The U.S. Food and Drug Administration approved topiramate for migraine prevention just two years ago, after Stephen D. Silberstein of Thomas Jefferson University Hospital in Philadelphia and his colleagues reported its effectiveness in a large-scale clinical trial. The researchers found that doses of topiramate of 100 milligrams or more shrank migraine frequency by almost half–from more than five headaches per month to just over three in the roughly 370 patients who took topiramate for the six-month study period; in contrast, a placebo pill produced a much smaller change. In 2006 neurologist Alan M. Rapoport and his team from the New England Center for Headache in Stamford, Conn., extended these findings, showing in a study of more than 550 patients that topiramate’s benefits lasted for up to 14 months. In both studies, the drug did sometimes cause patients to feel fatigue, nausea, and numbness in one or more body parts. Some also lost a lot of weight.
Yet migraine researchers such as Storch consider such problems more palatable than the excessive weight gain that comes with beta blockers, which slow certain nerve impulses, or calcium antagonists, which ease blood flow; both are high blood pressure medications that are also used to prevent migraines. But some patients gain so much weight on these drugs that they stop taking them, Storch says.
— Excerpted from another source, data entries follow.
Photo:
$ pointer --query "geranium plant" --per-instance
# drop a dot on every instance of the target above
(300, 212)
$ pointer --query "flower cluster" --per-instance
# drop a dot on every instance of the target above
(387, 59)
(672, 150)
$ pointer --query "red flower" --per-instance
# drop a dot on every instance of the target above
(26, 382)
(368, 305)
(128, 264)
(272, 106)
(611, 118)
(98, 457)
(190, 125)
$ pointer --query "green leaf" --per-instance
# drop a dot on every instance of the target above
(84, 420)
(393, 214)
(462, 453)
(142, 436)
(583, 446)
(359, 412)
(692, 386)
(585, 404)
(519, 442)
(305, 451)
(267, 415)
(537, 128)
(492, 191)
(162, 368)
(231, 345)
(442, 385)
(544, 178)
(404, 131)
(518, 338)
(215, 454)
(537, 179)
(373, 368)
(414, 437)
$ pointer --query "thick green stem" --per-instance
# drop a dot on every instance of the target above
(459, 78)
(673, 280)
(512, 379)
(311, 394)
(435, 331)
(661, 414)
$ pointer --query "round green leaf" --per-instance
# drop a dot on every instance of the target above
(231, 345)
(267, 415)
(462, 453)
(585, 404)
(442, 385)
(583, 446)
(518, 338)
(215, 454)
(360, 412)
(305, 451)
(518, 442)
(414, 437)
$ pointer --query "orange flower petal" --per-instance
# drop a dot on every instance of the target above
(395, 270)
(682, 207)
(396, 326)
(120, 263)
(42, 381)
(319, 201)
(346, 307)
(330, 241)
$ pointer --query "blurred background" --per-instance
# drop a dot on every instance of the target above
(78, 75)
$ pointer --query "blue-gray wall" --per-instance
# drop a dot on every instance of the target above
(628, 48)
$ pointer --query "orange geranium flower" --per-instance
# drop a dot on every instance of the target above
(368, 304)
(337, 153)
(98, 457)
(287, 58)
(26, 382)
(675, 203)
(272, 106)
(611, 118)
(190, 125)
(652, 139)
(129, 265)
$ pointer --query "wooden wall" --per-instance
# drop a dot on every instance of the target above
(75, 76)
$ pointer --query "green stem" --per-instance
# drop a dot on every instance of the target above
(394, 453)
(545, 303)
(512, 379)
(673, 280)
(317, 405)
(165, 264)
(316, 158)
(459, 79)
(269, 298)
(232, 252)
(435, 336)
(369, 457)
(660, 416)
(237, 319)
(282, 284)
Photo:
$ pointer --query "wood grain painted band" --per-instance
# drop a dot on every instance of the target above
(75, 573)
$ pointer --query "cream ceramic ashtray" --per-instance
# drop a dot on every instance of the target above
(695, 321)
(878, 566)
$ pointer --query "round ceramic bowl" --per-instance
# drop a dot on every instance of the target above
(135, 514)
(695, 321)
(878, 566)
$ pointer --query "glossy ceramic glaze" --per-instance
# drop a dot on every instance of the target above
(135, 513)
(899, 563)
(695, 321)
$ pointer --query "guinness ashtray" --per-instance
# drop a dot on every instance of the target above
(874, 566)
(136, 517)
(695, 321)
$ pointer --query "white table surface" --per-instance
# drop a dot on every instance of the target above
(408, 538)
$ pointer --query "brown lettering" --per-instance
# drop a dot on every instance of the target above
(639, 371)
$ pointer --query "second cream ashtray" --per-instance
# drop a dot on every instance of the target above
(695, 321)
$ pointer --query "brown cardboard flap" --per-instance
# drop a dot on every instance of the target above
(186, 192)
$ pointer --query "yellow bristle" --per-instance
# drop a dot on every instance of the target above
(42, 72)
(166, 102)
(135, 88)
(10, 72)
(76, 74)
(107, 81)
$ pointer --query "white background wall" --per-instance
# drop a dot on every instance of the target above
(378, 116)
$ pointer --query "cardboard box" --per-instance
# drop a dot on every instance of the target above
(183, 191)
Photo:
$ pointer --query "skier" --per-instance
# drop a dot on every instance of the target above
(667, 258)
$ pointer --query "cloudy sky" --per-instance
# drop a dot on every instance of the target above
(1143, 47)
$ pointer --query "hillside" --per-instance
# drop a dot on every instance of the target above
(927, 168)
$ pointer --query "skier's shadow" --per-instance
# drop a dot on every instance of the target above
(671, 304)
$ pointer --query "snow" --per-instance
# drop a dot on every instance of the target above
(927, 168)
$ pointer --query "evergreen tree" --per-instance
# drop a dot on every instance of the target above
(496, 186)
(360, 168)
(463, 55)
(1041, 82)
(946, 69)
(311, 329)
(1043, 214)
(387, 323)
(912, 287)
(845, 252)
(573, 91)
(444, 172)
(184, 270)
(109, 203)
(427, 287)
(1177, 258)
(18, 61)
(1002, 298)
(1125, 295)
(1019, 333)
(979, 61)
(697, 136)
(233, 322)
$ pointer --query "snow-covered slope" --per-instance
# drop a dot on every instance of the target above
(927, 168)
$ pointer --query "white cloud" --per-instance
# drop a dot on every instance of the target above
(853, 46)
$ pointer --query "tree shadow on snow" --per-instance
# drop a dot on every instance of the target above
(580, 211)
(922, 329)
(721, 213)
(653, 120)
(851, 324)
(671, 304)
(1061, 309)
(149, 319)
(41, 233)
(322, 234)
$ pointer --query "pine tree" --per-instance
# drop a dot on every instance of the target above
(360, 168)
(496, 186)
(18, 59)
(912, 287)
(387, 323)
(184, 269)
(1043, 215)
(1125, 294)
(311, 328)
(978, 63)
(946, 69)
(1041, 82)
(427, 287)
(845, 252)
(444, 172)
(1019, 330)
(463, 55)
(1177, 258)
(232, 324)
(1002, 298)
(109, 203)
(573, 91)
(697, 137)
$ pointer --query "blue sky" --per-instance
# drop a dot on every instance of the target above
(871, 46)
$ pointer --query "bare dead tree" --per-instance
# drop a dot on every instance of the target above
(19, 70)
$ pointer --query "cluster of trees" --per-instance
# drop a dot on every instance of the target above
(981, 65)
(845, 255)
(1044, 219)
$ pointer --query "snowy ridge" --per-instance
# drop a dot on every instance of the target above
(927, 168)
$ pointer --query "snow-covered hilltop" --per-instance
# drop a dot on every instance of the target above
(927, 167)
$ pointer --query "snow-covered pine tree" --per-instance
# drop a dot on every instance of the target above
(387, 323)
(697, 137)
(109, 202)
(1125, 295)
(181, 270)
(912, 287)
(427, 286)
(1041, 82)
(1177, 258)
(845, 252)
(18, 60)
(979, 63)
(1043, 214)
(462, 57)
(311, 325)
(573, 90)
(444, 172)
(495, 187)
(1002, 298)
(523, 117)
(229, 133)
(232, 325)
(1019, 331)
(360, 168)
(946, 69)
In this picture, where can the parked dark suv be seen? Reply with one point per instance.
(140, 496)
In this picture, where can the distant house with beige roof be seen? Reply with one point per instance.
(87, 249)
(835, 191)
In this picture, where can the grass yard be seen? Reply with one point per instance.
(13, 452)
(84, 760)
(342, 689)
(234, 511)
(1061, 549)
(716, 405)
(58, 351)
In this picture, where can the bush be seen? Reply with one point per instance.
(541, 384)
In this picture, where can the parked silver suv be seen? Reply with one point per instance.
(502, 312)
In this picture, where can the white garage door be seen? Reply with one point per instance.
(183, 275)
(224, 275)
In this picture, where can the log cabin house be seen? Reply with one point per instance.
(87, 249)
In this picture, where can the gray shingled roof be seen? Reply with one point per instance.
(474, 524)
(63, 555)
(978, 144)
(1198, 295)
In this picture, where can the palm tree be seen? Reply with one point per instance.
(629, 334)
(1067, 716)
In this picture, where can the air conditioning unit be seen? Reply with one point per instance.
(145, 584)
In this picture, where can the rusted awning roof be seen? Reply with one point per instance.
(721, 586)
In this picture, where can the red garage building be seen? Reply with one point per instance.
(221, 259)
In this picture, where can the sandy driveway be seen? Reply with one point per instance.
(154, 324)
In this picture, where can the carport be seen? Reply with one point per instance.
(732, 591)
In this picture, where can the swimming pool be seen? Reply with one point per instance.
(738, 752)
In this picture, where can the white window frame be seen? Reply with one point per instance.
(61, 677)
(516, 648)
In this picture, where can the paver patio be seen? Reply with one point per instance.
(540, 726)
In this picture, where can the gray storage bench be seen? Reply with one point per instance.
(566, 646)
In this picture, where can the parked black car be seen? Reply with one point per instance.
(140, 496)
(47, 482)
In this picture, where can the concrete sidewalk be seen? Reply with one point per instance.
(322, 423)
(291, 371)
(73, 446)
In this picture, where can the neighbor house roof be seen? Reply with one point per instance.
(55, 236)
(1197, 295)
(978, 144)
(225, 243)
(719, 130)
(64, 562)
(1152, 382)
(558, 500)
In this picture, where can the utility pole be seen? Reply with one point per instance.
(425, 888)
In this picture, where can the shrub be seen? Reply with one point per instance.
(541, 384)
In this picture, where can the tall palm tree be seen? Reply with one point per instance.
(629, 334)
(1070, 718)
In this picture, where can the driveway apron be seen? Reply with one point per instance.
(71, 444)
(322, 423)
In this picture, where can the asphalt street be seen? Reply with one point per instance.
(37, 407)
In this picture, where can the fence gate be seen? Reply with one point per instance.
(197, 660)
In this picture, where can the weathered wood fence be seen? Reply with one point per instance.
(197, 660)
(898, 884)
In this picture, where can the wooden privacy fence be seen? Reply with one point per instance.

Pressure Points For patients who either cannot take or prefer to avoid drugs, migraines may succumb to a variety of alternative remedies. Klaus Linde of the Center for Complementary Medicine Research at the Technical University of Munich and his colleagues tested acupuncture against these throbbing demons. They assigned more than 300 migraine patients to either one of two eight-week regimens–12 sessions of acupuncture or 12 sessions of sham acupuncture, in which the needles are not placed in the classical acupuncture points–or to a spot on the waiting list. They found that both needle treatments made a big difference: about half the people in those groups found that it cut their “headache days” in half. In contrast, only 15 percent of people on the waiting list saw similar improvement.
In a follow-up study of nearly 1,000 patients, researchers from the University of Duisberg-Essen in Germany reported in 2006 that both acupuncture and fake acupuncture are just as good at preventing migraines as beta blockers, calcium channel blockers and antiepileptic drugs are. Researchers surmise that the needle therapy’s success comes in part from its ability to relax the patient and provide him or her with a lot of personal attention.
Other nondrug techniques for taming migraines include biofeedback, in which patients learn to control body functions that are normally automatic, such as breathing and heartbeat, often with the help of a feedback machine and a therapist, and a lesser known relaxation method called autogenic training. In the latter approach, patients practice specific exercises that make the body feel warm, heavy and relaxed. These techniques often allow patients to target the tension in the blood vessels, which can ameliorate their headaches. Some practiced patients can even use them to get immediate relief from pain.
Margit heads off her migraines in less formal ways. She listens far more closely to her body’s signals than she did before her headaches began, and she shuns activities at work or at home that might bring on excess stress. When such efforts fail and a migraine looms, she also knows what to do: she heads for darkness and quiet. Then she sleeps.